Thus, at least in this population of sporadically affected North American patients, making a monogenic diagnosis of NS is challenged by background prevalence, particularly in dominant genes, and incomplete penetrance of the SRNS phenotype. Like any screening test, variant prediction filters have imperfect sensitivity and specificity. Under the stringent filter, there was 1.5% background prevalence in the 1000G, suggesting that some variants, even if found in patients, may be false positives. In regard to false negatives, when using 92 published mutations as a gold standard, the sensitivity was not 100%. This was more of a factor in genes with a dominant mode of transmission. Thus, care must be taken to consider the output of this filter in the context of other complementary information about both the variants and affected patients/research participants under consideration. Future sequencing studies of hundreds to thousands of longitudinally phenotyped patients with sporadic and familial NS and controls with proteinuria and renal functional data should increase our accuracy of these prediction filters.
Monogenic prediction may also be challenged by the existence of more complex modes of inheritance in NS, such as alleles that modify the effect’s causal variants, triallelism or bigenic heterozygosity,61,62 or risk alleles that exist independently of rare coding variants in known monogenic NS genes.63–66 These complex forms of genetic architecture should continue to be the focus of study as well. Altogether, these factors seemingly challenge the ability to make treatment decisions solely on the basis of a subject’s genetic sequence. Thus, it may be more accurate to reconsider predicted monogenic mutations as probabilistic risk factors.

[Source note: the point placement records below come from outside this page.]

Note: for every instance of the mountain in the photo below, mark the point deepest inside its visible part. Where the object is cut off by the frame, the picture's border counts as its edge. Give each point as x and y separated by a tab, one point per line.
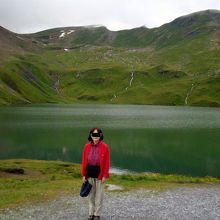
175	64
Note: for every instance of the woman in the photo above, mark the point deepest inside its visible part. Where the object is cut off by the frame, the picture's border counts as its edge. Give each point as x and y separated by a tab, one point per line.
95	169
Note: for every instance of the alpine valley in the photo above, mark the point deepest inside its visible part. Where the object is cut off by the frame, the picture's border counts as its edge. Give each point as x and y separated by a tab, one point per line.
177	63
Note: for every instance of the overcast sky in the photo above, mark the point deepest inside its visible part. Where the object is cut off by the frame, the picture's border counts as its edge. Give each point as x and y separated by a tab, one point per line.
28	16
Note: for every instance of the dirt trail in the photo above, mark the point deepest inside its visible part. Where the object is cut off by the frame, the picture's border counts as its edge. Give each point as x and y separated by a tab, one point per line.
179	203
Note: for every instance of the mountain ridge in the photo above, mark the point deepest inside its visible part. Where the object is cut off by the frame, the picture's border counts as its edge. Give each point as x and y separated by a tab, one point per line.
95	65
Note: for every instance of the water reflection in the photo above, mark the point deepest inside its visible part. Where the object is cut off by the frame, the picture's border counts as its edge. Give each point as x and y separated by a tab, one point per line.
142	138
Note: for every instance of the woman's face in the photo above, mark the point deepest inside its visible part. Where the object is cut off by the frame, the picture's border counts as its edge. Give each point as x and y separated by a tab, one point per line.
95	135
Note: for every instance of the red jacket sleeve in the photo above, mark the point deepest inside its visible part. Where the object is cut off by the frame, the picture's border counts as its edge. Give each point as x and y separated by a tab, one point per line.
83	171
107	163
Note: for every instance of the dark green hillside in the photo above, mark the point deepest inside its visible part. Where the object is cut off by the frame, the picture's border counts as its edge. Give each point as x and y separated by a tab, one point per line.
175	64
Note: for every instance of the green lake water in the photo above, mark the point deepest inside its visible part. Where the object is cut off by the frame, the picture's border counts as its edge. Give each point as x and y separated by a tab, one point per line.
165	139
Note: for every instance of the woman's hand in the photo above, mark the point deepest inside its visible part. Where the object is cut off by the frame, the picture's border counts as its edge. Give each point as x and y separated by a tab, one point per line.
84	179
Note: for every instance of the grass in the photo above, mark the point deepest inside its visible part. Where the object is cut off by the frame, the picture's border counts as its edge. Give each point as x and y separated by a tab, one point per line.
165	62
25	181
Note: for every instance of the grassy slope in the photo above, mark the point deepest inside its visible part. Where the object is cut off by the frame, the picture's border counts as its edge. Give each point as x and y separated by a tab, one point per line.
30	181
99	73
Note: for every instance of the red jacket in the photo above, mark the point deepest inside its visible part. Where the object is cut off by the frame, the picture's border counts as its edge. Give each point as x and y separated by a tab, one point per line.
104	157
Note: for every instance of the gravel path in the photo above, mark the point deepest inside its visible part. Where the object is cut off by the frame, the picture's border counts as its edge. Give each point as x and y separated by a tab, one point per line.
179	203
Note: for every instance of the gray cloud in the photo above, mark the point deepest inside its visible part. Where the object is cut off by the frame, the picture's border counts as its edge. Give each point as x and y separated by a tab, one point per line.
25	16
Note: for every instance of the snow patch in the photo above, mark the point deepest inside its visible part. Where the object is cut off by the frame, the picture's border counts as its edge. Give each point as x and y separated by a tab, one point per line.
63	33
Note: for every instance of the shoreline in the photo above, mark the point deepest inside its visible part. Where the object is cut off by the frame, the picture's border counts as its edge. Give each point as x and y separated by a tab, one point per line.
24	181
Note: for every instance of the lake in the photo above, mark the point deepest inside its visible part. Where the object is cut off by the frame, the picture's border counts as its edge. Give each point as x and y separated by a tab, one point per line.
165	139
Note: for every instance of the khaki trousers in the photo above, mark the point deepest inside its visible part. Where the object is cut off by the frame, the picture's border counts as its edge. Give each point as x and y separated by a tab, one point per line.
96	196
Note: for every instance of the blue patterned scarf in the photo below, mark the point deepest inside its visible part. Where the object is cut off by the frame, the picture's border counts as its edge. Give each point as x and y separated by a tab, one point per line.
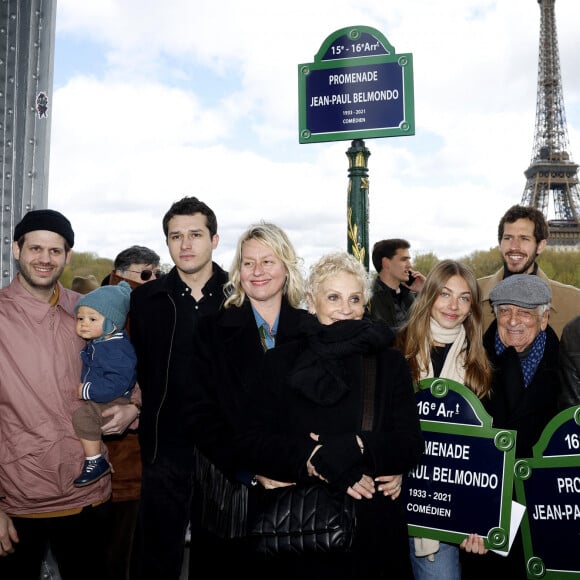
529	363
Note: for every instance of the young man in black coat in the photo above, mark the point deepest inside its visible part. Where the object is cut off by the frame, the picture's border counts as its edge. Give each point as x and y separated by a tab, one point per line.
164	314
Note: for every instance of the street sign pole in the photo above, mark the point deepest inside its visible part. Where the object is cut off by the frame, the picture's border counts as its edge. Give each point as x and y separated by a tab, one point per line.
358	202
357	88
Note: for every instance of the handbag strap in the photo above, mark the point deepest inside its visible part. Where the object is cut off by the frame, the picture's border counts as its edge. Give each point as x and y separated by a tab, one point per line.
369	383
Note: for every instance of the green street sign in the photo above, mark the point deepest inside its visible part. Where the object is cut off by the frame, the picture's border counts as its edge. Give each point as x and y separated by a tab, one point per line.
356	88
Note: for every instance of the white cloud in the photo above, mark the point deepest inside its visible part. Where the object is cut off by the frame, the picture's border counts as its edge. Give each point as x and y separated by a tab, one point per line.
151	104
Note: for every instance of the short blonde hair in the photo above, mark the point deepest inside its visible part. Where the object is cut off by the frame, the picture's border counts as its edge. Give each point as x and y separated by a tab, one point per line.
276	239
333	264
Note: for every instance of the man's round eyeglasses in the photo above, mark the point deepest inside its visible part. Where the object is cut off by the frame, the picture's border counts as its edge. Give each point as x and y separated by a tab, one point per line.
146	274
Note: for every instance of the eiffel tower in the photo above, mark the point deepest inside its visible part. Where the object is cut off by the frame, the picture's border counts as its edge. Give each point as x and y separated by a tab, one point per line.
552	174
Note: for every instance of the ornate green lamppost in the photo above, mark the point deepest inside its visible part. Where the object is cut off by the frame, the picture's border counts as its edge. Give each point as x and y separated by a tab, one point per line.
358	202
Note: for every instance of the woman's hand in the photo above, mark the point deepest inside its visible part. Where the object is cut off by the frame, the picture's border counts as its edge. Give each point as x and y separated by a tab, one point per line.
474	544
365	487
121	417
310	468
268	483
390	485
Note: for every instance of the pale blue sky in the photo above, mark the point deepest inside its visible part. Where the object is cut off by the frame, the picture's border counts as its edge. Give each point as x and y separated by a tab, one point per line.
153	101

There are a number of advantages of a probabilistic model. First, quantifying the pathogenicity of variants discovered along a continuous spectrum may more accurately reflect their effect on disease. Second, consideration of factors additional to variant prediction could allow more informed adjustment of the probability of a patient having monogenic disease. Although more complex than a deterministic, dichotomous diagnosis, quantifying relative risk of a variant being pathogenic for NS may improve the precision of clinical care.
For rare diseases in general, whether for family counseling, clinical management, or study design, there is strong motivation to perform genetic screening and optimize the accuracy and interpretation of a monogenic diagnosis. This study showed that systematically devising a variant filtering strategy calibrated to genetic variation in the population can improve the accuracy and potential clinical use of genetic screening for monogenic forms of NS in a group increasingly undergoing diagnostic sequencing. This study also showed that the background prevalence of rare, protein–altering variants exists genome wide, implying that benefits of accounting for its effect could extend beyond NS.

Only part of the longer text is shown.